Modern nuclear cardiac imaging in diagnosis and clinical management of patients with left ventricular dysfunction

Abidov A., Hachamovitch R., Berman D. S.


Congestive heart failure (CHF) has become a large social burden in modern Western society, with very high morbidity and mortality and extremely large financial costs. The largest cause of CHF is coronary heart disease, with ventricular dysfunction that may or may not be reversible by revascularization. Thus, evaluation of the viable myocardial tissue in patients with ischemic left ventricular (LV) dysfunction has important clinical and therapeutic implications. Furthermore, since patients with ventricular dysfunction are at higher operative risk, cardiologists and cardiac surgeons are commonly faced with issues regarding the balance between the potential risk vs benefit of revascularization procedures. Cardiac nuclear imaging [myocardial perfusion SPECT (MPS) and positron emission tomography (PET)] provide objective information that augments standard clinical and angiographic assessments of patients with ventricular dysfunction with respect to diagnosis (etiology), prognosis, and potential benefit from intervention. Development of the technology and methodology of gated MPS, now the routine method for MPS, allows assessment of the extent and severity of inducible ischemia as well as hypoperfused but viable myocardium, and also provides measurements of LV ejection fraction, regional wall motion, LV volume measurements, diastolic function and LV geometry. With PET, myocardial metabolism and blood flow reserve can be added to the measurements provided by nuclear cardiology procedures.

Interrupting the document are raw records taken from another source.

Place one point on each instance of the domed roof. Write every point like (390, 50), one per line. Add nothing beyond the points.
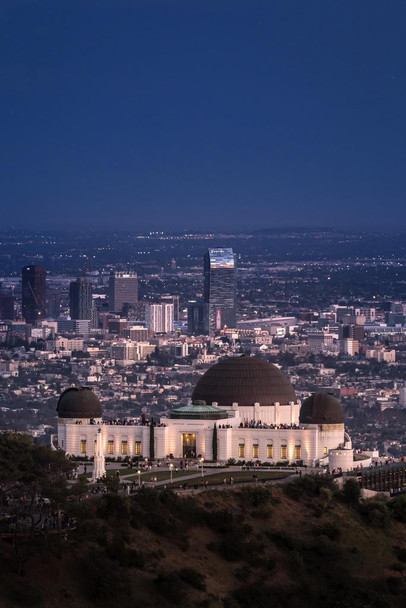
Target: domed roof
(321, 408)
(244, 380)
(78, 402)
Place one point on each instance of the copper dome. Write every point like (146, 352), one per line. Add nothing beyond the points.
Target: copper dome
(244, 380)
(321, 408)
(78, 403)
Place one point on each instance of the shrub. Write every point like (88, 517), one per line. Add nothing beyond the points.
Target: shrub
(398, 507)
(281, 538)
(330, 530)
(375, 513)
(169, 585)
(193, 578)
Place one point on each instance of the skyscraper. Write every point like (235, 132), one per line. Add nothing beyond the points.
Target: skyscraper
(80, 299)
(195, 317)
(219, 289)
(167, 299)
(6, 305)
(33, 293)
(123, 289)
(159, 318)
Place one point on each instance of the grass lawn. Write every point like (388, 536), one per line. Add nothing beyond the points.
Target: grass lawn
(160, 475)
(212, 478)
(244, 476)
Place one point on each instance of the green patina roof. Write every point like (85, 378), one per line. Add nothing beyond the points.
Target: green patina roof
(202, 411)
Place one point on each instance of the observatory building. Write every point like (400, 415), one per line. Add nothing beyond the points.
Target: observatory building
(251, 403)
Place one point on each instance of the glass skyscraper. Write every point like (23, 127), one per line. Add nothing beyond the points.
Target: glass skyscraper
(80, 299)
(33, 293)
(219, 289)
(123, 289)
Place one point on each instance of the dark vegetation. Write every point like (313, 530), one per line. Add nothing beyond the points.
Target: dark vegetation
(304, 543)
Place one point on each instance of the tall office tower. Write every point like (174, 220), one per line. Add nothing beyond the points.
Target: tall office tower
(123, 289)
(159, 318)
(34, 293)
(195, 318)
(53, 304)
(6, 306)
(80, 299)
(219, 289)
(175, 301)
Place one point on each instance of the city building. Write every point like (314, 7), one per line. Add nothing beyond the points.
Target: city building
(74, 326)
(195, 317)
(6, 306)
(219, 268)
(349, 347)
(33, 293)
(159, 318)
(167, 299)
(80, 299)
(123, 290)
(250, 401)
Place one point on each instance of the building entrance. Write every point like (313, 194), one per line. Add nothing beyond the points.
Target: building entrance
(189, 445)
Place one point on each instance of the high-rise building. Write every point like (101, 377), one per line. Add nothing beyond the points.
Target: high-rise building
(219, 289)
(80, 299)
(6, 306)
(159, 318)
(167, 299)
(195, 317)
(123, 289)
(53, 303)
(33, 293)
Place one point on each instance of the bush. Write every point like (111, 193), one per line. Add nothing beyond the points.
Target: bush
(281, 538)
(351, 491)
(169, 585)
(376, 513)
(332, 531)
(398, 507)
(102, 578)
(193, 578)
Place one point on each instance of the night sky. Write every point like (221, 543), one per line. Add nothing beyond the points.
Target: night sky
(192, 114)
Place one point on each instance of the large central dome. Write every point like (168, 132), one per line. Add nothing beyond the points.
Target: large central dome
(244, 380)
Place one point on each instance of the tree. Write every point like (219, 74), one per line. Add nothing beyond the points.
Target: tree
(29, 471)
(152, 439)
(214, 442)
(352, 491)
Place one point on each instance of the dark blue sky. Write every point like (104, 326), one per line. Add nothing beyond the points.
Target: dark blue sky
(211, 115)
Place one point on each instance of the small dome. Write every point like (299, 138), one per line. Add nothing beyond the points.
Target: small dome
(321, 408)
(79, 402)
(244, 380)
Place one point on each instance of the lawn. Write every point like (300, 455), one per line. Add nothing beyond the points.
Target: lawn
(212, 478)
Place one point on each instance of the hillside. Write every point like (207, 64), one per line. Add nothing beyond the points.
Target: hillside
(298, 544)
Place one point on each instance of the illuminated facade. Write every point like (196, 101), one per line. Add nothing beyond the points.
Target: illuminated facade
(123, 289)
(219, 289)
(33, 293)
(278, 431)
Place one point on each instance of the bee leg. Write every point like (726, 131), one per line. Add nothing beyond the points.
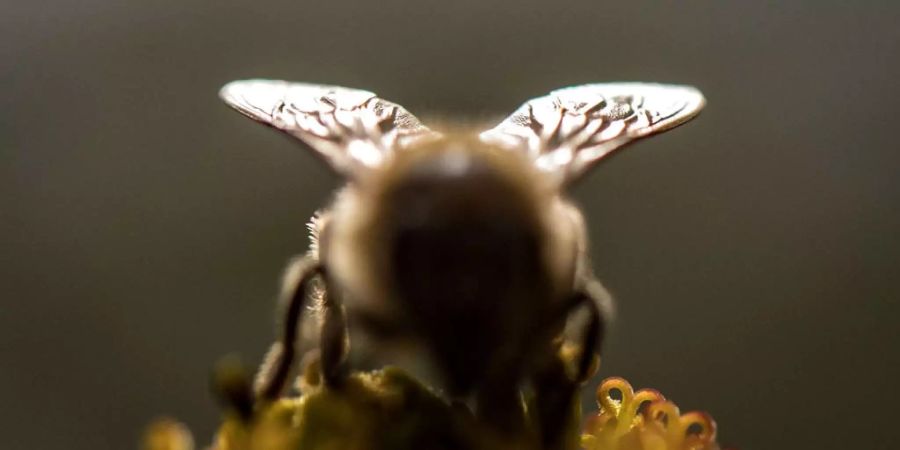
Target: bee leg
(499, 404)
(555, 399)
(333, 340)
(597, 301)
(272, 376)
(556, 392)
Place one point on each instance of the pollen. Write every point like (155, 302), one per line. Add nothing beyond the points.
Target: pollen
(644, 420)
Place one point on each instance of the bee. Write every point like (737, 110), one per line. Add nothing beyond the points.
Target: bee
(465, 243)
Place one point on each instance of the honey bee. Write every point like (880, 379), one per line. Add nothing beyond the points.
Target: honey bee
(463, 243)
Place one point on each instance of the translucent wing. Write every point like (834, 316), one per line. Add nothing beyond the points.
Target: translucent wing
(569, 130)
(352, 129)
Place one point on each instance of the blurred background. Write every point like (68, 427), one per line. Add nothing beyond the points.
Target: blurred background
(753, 252)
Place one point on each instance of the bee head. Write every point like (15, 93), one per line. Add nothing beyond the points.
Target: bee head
(451, 240)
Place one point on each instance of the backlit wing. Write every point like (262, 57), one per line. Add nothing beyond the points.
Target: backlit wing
(352, 129)
(569, 130)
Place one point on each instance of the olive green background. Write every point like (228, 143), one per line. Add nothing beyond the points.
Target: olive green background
(753, 252)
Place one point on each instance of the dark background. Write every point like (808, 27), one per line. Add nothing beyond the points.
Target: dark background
(753, 252)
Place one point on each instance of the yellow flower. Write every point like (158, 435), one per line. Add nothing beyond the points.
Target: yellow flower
(644, 420)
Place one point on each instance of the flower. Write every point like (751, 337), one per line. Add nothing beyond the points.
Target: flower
(644, 420)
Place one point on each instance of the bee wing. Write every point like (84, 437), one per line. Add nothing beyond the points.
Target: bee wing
(571, 129)
(352, 129)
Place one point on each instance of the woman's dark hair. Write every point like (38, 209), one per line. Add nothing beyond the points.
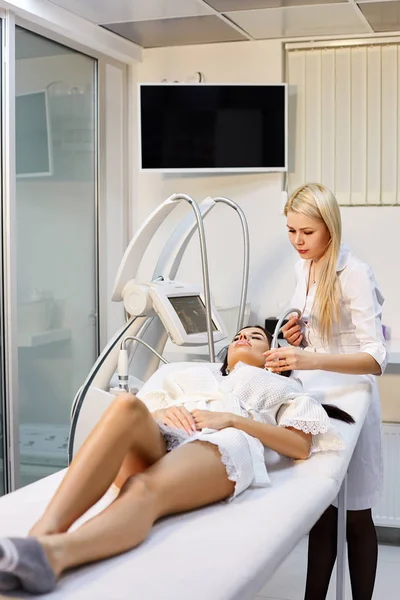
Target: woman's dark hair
(333, 412)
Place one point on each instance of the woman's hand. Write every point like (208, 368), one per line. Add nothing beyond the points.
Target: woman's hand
(292, 331)
(212, 420)
(176, 417)
(289, 359)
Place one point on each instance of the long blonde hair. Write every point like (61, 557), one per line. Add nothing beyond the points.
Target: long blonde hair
(317, 202)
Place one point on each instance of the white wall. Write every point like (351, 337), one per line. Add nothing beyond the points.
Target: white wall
(371, 232)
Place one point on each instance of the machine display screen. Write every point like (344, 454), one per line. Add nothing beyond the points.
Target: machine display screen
(192, 313)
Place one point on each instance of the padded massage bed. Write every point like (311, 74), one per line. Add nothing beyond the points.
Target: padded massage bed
(227, 551)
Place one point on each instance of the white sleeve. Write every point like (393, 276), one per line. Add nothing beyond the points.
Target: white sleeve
(365, 301)
(306, 414)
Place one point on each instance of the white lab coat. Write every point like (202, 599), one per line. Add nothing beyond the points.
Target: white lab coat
(360, 330)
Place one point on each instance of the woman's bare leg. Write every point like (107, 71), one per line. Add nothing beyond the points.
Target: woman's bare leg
(126, 440)
(189, 477)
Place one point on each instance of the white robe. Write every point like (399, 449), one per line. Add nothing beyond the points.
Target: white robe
(249, 392)
(360, 331)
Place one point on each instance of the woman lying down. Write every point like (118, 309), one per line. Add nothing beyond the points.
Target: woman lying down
(190, 438)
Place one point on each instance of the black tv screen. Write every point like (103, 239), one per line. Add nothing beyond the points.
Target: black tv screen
(207, 127)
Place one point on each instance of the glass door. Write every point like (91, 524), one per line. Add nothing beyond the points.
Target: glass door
(3, 445)
(56, 231)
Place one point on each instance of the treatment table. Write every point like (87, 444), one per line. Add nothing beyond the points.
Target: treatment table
(226, 551)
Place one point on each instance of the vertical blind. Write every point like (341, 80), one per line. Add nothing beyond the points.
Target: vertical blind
(344, 128)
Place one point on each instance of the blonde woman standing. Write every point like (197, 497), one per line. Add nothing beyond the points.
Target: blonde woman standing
(340, 330)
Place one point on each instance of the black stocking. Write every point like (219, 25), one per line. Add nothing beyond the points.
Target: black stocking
(362, 553)
(322, 549)
(362, 549)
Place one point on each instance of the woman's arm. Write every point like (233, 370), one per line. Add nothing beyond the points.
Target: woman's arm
(289, 359)
(284, 440)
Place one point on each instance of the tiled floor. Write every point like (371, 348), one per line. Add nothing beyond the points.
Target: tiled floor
(288, 581)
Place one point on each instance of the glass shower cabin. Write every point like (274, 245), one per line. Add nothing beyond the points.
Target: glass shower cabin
(53, 275)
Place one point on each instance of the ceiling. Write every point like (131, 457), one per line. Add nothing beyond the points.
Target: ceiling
(160, 23)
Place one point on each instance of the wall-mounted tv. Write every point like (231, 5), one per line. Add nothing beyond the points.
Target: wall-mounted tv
(202, 128)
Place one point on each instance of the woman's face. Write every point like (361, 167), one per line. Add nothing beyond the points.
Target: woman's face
(248, 346)
(308, 236)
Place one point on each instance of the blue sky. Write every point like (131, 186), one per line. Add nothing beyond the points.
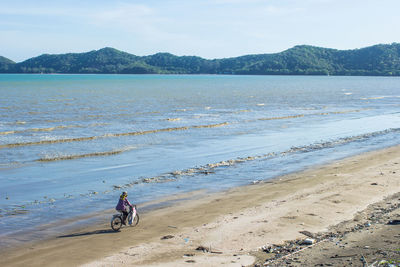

This paper provides insight into the current evidence regarding settings in which nuclear cardiac imaging procedures are helpful in assessment of patients in the setting of coronary artery disease with severe LV dysfunction. A risk-benefit approach to MPS results is proposed, with principal focus on identifying patients at risk for major cardiac events who may benefit from myocardial revascularization.